## Testing the properties of selection criteria: an application to copy number polymorphism measurements

##### Abstract

Variation in the human genome is present in many forms, including single-nucleotide polymorphisms (SNPs) and copy number polymorphisms (CNPs). CNPs have many categories such as small insertion-deletion polymorphisms, variable number of repetitive sequences, and genomic structural alterations. A major question that researchers in the field of statistical genetics need to answer is the number of CNP categories in a given dataset.
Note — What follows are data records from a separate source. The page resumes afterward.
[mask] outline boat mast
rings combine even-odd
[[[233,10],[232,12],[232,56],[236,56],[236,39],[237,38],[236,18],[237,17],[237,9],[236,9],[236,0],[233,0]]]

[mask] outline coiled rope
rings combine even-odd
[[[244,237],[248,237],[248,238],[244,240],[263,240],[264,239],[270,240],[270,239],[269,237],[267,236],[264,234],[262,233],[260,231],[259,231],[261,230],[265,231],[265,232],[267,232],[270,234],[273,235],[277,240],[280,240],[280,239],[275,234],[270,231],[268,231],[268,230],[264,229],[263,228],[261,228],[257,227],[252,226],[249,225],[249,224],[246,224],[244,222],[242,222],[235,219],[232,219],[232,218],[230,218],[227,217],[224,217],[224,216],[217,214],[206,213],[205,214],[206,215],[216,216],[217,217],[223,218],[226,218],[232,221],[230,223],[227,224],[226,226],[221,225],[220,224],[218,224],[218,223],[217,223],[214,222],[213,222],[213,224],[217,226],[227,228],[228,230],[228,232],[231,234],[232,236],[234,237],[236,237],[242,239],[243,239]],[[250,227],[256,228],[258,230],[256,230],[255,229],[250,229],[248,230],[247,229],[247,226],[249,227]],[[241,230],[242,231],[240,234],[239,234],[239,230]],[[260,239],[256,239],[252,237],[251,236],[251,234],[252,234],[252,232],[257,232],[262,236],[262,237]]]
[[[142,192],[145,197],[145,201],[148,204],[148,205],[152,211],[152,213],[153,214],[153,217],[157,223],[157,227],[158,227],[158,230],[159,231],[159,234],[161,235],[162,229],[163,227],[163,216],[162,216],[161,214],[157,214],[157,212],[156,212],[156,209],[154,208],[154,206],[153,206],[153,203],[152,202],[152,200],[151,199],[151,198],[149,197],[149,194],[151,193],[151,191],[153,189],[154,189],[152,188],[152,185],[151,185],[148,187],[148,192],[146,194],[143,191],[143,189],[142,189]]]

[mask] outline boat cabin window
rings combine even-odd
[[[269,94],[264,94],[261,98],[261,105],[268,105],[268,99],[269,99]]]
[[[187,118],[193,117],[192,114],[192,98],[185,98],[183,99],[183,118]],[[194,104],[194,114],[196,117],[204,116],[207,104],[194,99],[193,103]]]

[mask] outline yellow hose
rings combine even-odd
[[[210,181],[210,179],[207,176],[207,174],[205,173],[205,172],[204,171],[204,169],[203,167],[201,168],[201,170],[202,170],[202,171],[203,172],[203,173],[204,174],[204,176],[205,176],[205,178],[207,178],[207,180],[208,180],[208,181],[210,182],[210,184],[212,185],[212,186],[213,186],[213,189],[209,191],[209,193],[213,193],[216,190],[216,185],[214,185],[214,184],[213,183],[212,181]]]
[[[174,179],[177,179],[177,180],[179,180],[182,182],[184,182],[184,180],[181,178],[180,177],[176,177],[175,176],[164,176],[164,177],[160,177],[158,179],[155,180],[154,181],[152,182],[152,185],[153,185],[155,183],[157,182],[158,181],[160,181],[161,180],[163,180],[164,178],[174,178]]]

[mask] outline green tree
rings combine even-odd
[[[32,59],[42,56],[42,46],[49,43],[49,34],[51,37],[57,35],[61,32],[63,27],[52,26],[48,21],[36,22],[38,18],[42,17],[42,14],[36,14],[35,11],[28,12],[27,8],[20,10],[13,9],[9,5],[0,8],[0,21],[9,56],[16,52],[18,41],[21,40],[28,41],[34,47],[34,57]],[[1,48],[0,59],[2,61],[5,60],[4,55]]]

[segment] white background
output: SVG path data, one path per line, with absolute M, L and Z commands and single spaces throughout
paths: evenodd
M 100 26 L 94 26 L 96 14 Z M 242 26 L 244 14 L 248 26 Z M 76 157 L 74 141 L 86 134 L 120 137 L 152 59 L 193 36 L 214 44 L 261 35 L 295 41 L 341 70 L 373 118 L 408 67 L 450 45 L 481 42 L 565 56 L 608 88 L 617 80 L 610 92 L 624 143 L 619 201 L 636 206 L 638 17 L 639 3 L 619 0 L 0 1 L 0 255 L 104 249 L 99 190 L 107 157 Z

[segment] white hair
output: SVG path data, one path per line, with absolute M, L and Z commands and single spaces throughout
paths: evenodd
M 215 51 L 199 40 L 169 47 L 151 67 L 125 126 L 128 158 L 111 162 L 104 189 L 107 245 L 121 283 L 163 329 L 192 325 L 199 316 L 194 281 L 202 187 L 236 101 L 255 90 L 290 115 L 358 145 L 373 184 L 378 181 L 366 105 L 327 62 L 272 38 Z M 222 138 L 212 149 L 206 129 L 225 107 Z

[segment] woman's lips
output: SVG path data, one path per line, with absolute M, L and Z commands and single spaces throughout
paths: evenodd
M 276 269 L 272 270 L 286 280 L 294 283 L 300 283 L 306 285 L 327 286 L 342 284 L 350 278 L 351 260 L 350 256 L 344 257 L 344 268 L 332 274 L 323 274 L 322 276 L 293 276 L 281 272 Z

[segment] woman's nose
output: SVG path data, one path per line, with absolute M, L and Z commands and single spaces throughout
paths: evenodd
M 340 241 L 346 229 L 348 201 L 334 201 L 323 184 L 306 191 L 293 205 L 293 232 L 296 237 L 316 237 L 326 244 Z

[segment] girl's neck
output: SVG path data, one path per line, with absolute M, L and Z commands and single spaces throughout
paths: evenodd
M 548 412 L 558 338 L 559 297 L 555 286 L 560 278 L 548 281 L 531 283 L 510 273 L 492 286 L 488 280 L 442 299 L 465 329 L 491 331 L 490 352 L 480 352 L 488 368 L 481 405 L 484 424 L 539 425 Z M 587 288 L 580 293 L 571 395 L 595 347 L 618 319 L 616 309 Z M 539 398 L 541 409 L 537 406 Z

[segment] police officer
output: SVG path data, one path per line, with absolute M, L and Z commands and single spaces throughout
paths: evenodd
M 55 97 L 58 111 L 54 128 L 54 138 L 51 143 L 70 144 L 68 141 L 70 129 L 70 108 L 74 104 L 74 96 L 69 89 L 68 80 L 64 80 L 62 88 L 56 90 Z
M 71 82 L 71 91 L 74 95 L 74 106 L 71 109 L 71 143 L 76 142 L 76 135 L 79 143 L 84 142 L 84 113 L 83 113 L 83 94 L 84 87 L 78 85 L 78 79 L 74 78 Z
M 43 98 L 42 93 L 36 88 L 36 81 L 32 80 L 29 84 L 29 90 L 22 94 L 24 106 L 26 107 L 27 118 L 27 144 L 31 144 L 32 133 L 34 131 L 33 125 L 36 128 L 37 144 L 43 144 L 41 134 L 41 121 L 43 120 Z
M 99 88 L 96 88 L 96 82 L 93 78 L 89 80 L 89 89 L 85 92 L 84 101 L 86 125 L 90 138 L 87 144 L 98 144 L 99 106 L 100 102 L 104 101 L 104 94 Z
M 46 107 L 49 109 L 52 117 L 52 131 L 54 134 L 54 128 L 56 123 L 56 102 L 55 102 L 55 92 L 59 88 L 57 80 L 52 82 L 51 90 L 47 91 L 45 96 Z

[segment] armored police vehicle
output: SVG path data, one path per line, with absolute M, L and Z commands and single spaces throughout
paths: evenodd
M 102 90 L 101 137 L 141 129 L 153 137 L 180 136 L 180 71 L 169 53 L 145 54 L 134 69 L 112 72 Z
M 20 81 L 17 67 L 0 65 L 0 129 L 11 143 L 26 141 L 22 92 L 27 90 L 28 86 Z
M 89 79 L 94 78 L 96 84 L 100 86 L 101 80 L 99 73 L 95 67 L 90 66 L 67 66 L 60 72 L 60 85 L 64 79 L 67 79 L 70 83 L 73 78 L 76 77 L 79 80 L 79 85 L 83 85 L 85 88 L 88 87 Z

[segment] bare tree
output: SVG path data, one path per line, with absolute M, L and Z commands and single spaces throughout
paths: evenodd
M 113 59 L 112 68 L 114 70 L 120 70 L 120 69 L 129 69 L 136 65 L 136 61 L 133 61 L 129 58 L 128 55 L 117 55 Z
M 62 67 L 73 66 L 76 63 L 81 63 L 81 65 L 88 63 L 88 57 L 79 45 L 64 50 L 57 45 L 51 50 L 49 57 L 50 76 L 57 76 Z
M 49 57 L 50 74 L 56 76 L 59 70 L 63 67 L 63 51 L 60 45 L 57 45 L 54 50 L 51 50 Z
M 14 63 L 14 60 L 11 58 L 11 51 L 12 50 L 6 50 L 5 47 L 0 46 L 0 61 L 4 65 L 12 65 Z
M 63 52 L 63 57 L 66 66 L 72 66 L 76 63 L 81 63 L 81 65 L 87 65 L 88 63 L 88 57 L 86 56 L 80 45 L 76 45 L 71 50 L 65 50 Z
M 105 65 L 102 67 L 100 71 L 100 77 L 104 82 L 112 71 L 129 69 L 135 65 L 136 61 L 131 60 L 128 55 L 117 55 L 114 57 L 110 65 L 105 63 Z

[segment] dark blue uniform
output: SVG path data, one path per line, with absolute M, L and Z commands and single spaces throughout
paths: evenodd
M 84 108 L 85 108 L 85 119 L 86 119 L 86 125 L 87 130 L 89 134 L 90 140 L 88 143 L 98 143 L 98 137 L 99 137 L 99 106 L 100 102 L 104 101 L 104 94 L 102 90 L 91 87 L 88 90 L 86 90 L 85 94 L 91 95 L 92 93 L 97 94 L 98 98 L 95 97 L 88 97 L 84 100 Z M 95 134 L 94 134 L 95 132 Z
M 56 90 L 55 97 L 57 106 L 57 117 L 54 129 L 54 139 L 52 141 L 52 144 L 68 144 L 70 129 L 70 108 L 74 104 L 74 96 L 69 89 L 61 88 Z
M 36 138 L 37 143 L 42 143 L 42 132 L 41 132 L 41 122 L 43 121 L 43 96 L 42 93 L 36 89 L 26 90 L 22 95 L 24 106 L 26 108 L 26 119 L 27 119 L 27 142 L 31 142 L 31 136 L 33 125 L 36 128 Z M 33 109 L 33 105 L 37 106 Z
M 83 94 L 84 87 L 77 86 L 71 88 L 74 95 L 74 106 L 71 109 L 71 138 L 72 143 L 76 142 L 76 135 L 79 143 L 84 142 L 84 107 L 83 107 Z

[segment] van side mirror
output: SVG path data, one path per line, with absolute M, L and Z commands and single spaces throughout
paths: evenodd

In this study, I compare five information criteria (BIC, AIC, NEC, CLC, and ICL-BIC) to find if there is a"best" measure among them in finding the correct number of components (correct number of CNP categories). I consider six design factors: equal/unequal within-component variances, high/low separations, sample size, mixture proportion, multiple random starting values, and transformation using two known number of components (3 and 6). The result indicates that under"ideal" conditions (that is, small number of components, large separation between components, constant within component variance, and no subsequent transformation of mixture data), each criterion performs well. When the data is a monotonic transformation of data from a mixture, the BIC criterion, which is the most commonly used criterion in CNP research, has a low component number accuracy rate. I then considered the application of the Box-Cox transformation whether or not it was needed. The application of the Box-Cox transformation did not reduce the component number accuracy rate of the CLC, ICL-BIC, and BIC when it was not needed. The component number accuracy rates for the BIC criterion with Box-Cox transformation applied were improved when the mixture data was transformed. The Box-Cox transformation should be used routinely with CLC, ICL-BIC, or BIC criterion to estimate the number of components in a CNP mixture analysis.